Photo: Sam Rutherford (Gizmodo)

Recently, sentiment has been growing that smartphones aren’t as exciting as they used to be, and to a certain extent, that’s true. Smartphones have been getting faster, their cameras have gotten sharper, and their displays have gotten bigger, but at the same time, they are more or less the same rectangular pocket computers we’ve been using for the last four or five years.

However, starting in late 2017, we’ve also seen the emergence of several gaming phones such as the Razer Phone, the Nubia Red Magic, and the Asus ROG Phone. Phones focused on playing popular, but taxing, mobile games like Fortnite. With the increased focus on graphics and gaming also comes a bigger demands on other aspects of the device as well. That’s because aside from battery life and performance, one of the biggest limiting factors for smartphones is cooling. Typically, devices are forced to cram components like dual rear cameras, wireless charging, fingerprint sensors and more into super thin bodies, which leaves very little room for moving heat around.

More heat, consequently, means the CPU can’t process as quickly, effectively throttling the device. To address this issue on the new Galaxy Note 9, Samsung made quite a bit of noise about how it tripled the size of its heat spreader from the 100 square-millimeter unit used in the Galaxy Note 8 and Galaxy S9, to a 335 square-millimeter unit in the Galaxy Note 9. Samsung says it has also increased thermal conductivity by using a new carbon fiber interface to better channel heat away from the phone’s processor.

That big copper thing at the top is part of the heat spreaderImage: Samsung

And while this might sound like bullshit, it does have an effect! When I reviewed the Galaxy Note 9, I set up a special test to see how well the Note 9's newly enlarged heat spreader performed vs the smaller versions used in its older siblings.

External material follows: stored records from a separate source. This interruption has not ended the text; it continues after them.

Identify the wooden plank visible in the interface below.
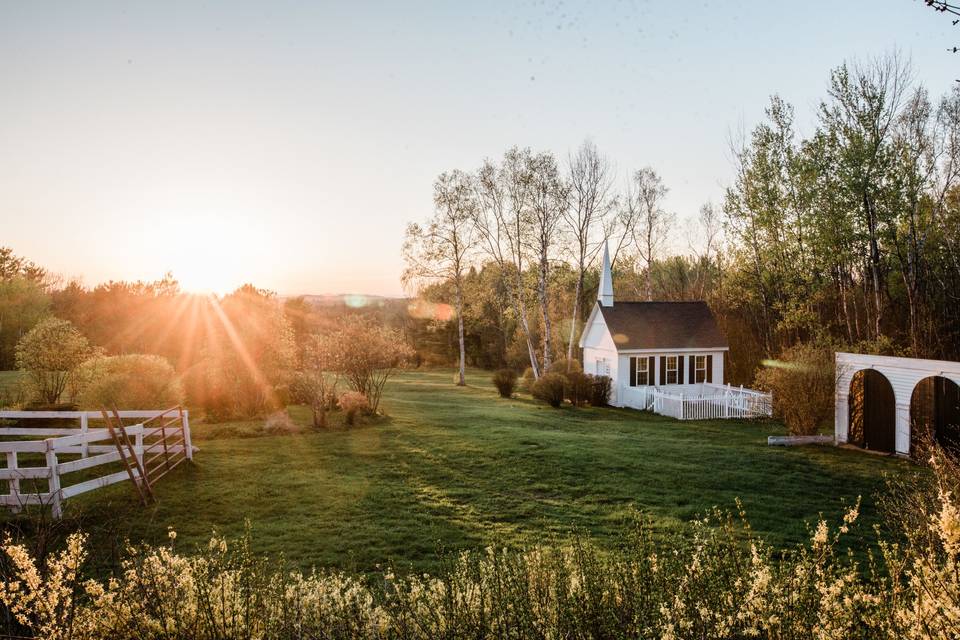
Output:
[0,427,90,436]
[101,409,147,505]
[0,493,51,508]
[0,467,50,480]
[60,471,136,499]
[60,447,120,475]
[53,424,143,449]
[0,440,47,453]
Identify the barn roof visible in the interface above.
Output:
[599,301,728,351]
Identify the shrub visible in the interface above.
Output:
[324,318,414,413]
[547,358,583,376]
[520,367,537,394]
[493,369,517,398]
[533,373,567,407]
[564,371,593,407]
[77,353,183,409]
[340,391,370,425]
[590,376,613,407]
[263,411,300,436]
[290,370,337,428]
[9,448,960,640]
[16,317,91,404]
[757,344,836,435]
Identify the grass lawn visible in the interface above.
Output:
[3,371,912,571]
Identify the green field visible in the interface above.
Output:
[7,371,910,571]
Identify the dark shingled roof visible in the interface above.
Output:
[600,301,728,351]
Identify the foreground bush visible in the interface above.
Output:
[0,450,960,640]
[531,373,567,407]
[493,369,517,398]
[77,354,183,409]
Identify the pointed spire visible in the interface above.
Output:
[597,240,613,307]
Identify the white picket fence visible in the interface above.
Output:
[0,409,194,519]
[622,383,773,420]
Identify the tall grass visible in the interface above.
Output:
[0,453,960,639]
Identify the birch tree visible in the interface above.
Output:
[563,141,616,361]
[526,153,567,371]
[402,171,478,386]
[474,147,540,378]
[626,167,676,300]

First, using phones that had been resting at idle, I ran Geekbench 4 and 3DMark Slingshot Unlimited to get a sense of the two phones’ baseline CPU and graphics performance. Initially, because both the Note 9 and S9 use the same Qualcomm Snapdragon 845 processor, scores were quite similar, with the Note 9 scoring 9,012 in Geekbench and 5,021 in 3DMark, while the S9 scored 8,414 and 5,033, respectively.

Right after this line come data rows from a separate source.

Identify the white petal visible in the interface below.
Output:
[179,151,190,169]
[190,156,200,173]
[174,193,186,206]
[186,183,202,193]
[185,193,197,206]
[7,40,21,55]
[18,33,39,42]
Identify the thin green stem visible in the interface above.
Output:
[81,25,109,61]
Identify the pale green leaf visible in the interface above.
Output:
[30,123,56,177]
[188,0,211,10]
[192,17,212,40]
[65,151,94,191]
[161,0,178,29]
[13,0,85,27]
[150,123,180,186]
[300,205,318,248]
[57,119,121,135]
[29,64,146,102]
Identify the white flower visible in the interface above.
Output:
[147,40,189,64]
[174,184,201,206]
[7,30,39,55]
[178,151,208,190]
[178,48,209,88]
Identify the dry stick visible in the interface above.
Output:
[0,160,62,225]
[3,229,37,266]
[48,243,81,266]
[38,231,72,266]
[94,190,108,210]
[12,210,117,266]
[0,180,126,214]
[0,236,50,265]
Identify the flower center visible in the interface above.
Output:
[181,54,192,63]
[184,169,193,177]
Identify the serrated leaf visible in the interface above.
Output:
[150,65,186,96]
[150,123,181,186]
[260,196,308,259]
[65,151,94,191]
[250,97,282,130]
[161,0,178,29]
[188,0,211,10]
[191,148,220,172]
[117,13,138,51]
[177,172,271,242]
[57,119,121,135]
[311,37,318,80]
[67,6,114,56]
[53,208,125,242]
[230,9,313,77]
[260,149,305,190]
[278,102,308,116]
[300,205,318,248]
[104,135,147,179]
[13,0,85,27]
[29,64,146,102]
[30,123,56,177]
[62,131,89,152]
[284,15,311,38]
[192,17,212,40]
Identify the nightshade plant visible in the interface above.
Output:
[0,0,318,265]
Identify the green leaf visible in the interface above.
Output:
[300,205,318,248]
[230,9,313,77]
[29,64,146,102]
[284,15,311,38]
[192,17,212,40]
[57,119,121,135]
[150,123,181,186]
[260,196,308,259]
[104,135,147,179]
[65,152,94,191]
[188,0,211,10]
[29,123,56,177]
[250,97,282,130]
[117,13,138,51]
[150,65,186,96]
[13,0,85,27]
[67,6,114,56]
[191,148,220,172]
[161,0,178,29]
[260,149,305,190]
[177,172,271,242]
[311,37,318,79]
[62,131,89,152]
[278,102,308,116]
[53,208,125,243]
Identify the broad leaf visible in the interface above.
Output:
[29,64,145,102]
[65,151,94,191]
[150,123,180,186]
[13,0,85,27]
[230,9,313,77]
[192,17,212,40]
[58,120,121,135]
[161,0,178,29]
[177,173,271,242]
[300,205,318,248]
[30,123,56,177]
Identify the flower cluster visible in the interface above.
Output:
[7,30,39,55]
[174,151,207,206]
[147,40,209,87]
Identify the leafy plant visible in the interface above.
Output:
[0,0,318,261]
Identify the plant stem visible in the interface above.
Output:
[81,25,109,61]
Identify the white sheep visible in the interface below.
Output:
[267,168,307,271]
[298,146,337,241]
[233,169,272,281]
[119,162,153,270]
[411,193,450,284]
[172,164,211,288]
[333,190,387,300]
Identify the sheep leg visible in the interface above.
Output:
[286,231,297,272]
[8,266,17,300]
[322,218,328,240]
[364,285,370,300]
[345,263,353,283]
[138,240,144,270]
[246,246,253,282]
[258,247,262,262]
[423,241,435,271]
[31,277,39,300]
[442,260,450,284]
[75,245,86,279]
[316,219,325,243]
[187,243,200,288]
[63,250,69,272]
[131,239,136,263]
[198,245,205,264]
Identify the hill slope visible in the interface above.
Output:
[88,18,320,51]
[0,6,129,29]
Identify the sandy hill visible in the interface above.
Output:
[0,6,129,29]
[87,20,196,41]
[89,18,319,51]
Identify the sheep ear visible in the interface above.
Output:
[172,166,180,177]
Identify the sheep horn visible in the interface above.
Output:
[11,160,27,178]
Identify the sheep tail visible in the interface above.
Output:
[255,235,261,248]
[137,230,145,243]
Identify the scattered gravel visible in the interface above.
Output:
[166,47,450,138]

Then I ran a series of tests on both phones designed to strain their performance, which included running Geekbench and 3DMark several more times, playing a few rounds of Fortnite, and downloading multiple torrents, all without taking a break in between. Once I was done, I reran Geekbench and 3DMark to see how much each phone’s performance had dropped.

In Geekbench 4, the S9 sturggled quite a bit, as its benchmark score dropped by more than 25 percent to 6,171. Meanwhile, the Note 9 fared much better at 8,053, a decrease of around 10 percent. Not bad, it seems like that heat spreader is doing something.

However, when it came to 3D Mark Ice Storm—which measures GPU performance, differences between the Note 9 and S9 weren’t quite as significant, with the Note 9 falling to 4,974, which as practically the same as the S9's 4,923. That’s a decrease of around two percent for both, which suggests that either the phones hadn’t been pushed hard enough, or that their processors had hit peak performance without being limited by thermal constraints. If I had to bet, my guess would be on the latter.

Asus made a cooler for its upcoming gaming phone. Image: Asus

Regardless, the test shows that at least when it comes to CPU performance, heat management is going to play an important role in ensuring our phones run fast, and continue to do so during prolonged loads. Also, it’s not just Samsung that is thinking this way, because on the ROG Phone, Asus went out of its way to make a tiny cooler with built-in fans that plugs into one of the phone’s USB-C ports to help keep heat down, in addition to installing a massive copper heat spreader with a carbon cooling pad.

While it’s hard to say if Asus’ solution works, since the device hasn’t been released, it’s clear smartphone companies are thinking a lot more about cooling than they did before.